In “Life Is Not A Competition, But I Am Winning” by Julia Fuhr Mann, the issue of gender in competitive sports is deeply analysed, starting from the beginning, the first cases on misgendered sport persons in the history, from the Olympics down to any kind of competitive meeting. “Life Is Not A Competition, But I Am Winning” by Julia Fuhr Mann has been presented in Venice Critics Week section 2023.

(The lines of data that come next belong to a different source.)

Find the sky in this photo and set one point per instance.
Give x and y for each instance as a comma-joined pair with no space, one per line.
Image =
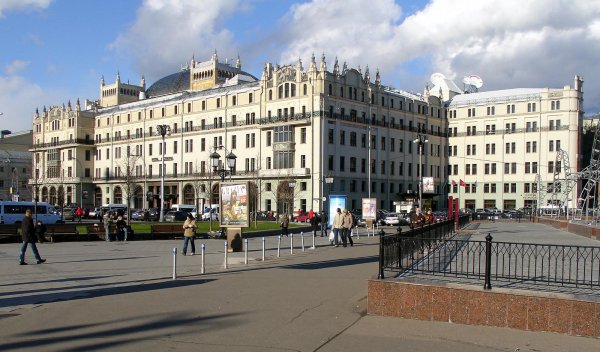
56,51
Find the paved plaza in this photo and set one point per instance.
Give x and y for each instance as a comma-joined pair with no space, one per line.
98,296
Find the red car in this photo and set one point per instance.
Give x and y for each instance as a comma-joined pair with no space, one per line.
303,217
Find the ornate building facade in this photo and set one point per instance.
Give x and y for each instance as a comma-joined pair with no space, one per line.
291,130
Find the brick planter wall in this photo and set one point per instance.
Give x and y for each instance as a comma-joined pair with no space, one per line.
516,309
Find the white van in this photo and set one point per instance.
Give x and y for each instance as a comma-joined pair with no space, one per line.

Unbendable rules and misunderstandings
What “Life Is Not A Competition, But I Am Winning” shows is that rules in sports are difficult to modify, and the gender fluidity is still nowadays an issue that shake and worry so much that any decision in that field is restrictive and violent.
Contemporary sport people to learn about the past
The idea is to meet some contemporary trans and gender non conforming athletes to discuss the modern situation compared to the ones in the past, going to visually meet them , in an surreal but effective way, to create a bond between different generations.
Plot
If victory is written by victors, where does that leave those who were never allowed to be part of the game? A collective of queer athletes enters the Olympic Stadium in Athens and sets out to honour those who were excluded from standing on the winners’ podium. They meet Amanda Reiter, a trans* marathon runner who has to struggle with the prejudices of sports organisers, and Annet Negesa, a 800m runner who was urged by the international sports federations to undergo hormone-altering surgery. Together they create a radical poetic utopia far from the rigid gender rules found in competitive sports.